Sin embargo, llegó un punto en el que me tocó tener conciencia de que no podía seguir con esa actitud. Me cuestioné la justicia de luchar contra todo, reconociendo mi propio deseo de control y mi desacuerdo con las directrices, decisiones y actuaciones de mis jefes inmediatos. Fue entonces cuando operé un cambio fundamental: decidí comprender y entender el estilo de liderazgo de mis superiores. Y aunque ese estilo fuera o no de mi gusto, o incluso si lo consideraba incorrecto, la elección era mía: no resistirme y luchar en contra de ello.
Al abrazar esta comprensión, comencé a gestionar mis emociones frente a los diversos estilos de liderazgo. Hoy puedo afirmar con convicción que esa resistencia se ha desvanecido de mi vida. Esta transformación me ha dotado de la habilidad de “leer” a los líderes que he tenido durante los últimos cinco años, permitiéndome convertirme en un aliado más, incluso cuando no comparto plenamente su enfoque. Es una capacidad que, curiosamente, se asemeja a la situación que presenciamos recientemente en el ámbito político.

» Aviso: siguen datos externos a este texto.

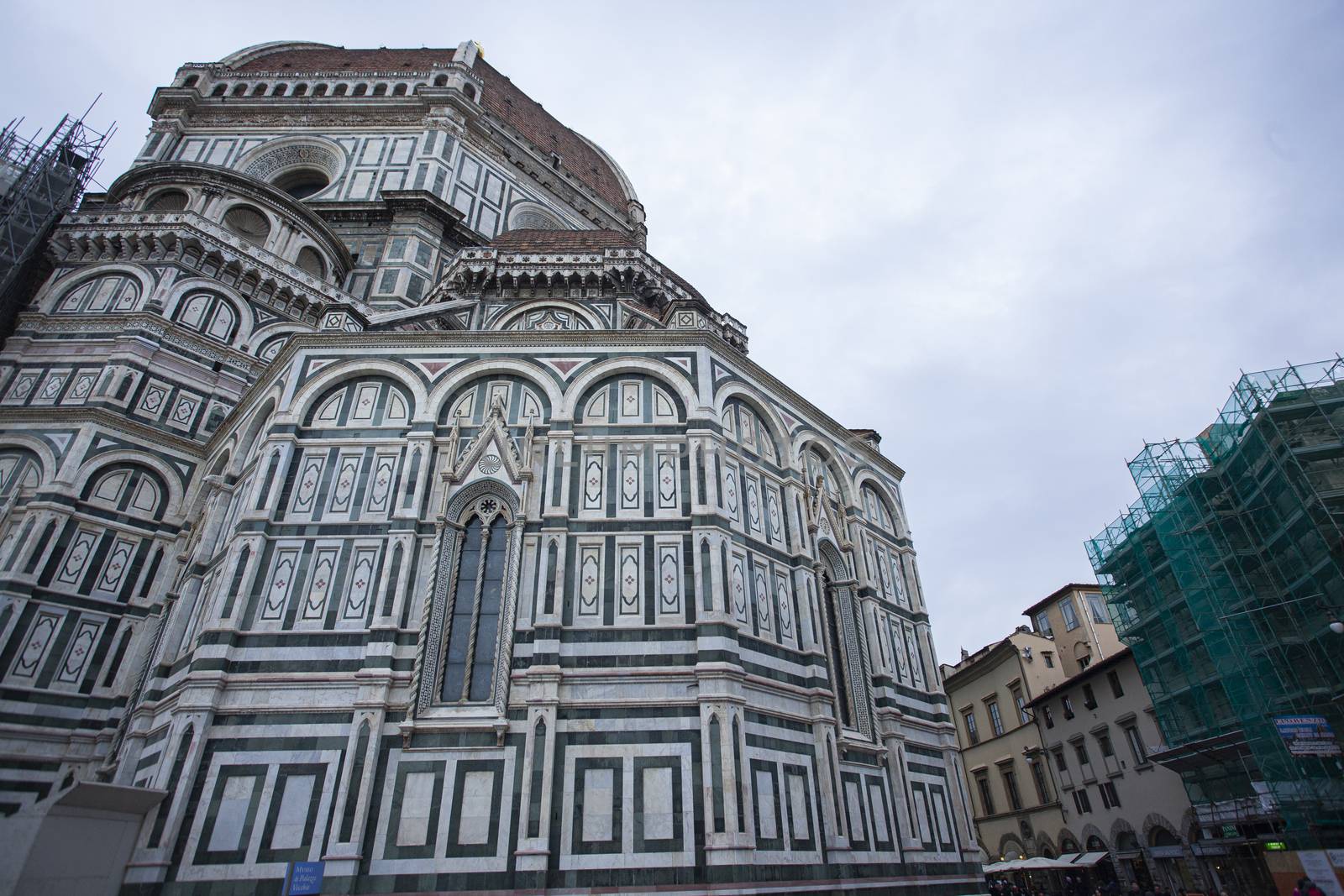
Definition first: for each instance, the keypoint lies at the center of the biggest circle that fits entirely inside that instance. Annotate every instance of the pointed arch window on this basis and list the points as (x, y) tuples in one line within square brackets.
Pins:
[(475, 600), (840, 681)]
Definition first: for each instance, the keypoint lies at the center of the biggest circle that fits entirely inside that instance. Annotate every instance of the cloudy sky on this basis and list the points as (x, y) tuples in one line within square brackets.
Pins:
[(1015, 238)]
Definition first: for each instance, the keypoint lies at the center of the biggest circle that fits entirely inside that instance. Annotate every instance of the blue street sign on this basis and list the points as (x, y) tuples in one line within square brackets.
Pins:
[(306, 879)]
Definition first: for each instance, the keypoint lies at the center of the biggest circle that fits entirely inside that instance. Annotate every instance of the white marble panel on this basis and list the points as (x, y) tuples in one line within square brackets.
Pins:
[(597, 805), (658, 804), (475, 828), (232, 815), (417, 801), (293, 812)]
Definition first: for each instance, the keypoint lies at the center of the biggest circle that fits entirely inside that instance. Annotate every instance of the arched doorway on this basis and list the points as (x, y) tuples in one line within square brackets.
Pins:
[(1131, 857), (1169, 860), (1104, 871)]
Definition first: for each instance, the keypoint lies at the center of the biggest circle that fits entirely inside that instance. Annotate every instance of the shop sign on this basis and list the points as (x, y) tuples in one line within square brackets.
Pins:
[(306, 879), (1308, 735)]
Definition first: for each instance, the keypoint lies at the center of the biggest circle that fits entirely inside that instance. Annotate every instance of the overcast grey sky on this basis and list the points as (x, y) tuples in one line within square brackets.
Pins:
[(1016, 238)]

Precisamente, escuché hace unos días una entrevista radial al ministro de Defensa, Pedro Sánchez, en la que narraba lo que sintió al subir a la tarima el pasado sábado 21 de junio. En aquel evento, el Gobierno Nacional, liderado por el presidente Gustavo Petro, reunión a senadores, representantes a la Cámara, concejales, representantes de víctimas y los más peligrosos capos criminales de La Oficina, la organización delincuencial que por años ha sembrado el terror en Medellín y otras ciudades importantes.
Todos estaban congregados para la iniciativa «Paz Urbana», impulsada por el presidente Petro con el objetivo de lograr el sometimiento de estas agrupaciones delincuenciales, que suman no menos de 8.000 individuos en municipios como Medellín, Bello, Envigado, Itagüí, Caldas, La Estrella, Sabaneta, Copacabana, Girardota y otros. El Ministro manifestó su indignación al ver a los capos criminales de La Oficina, pero subrayó que entendía que su jefe, el presidente de Colombia, apostara por el proceso de Paz Urbana.
Aclaró que él no es quien negocia, y que su misión como Ministro de Defensa Nacional es muy clara. Pero, al igual que en mi experiencia laboral, debía entender que su labor era enmarcarse en la estrategia del Gobierno Nacional y transmitir un mensaje contundente: «yo no estoy para negociar, estoy para aplicar la ley a estos grupos criminales».
Su testimonio subraya la importancia de entender la visión de quien lidera, incluso cuando implica una disonancia personal. Es crucial aclarar que este entendimiento no implica, bajo ninguna circunstancia, tolerar el acoso, el abuso o el maltrato por parte de superiores; Esas son señales innegables de que uno debe abandonar ese lugar de trabajo de inmediato, sin importar el temor a la inestabilidad económica.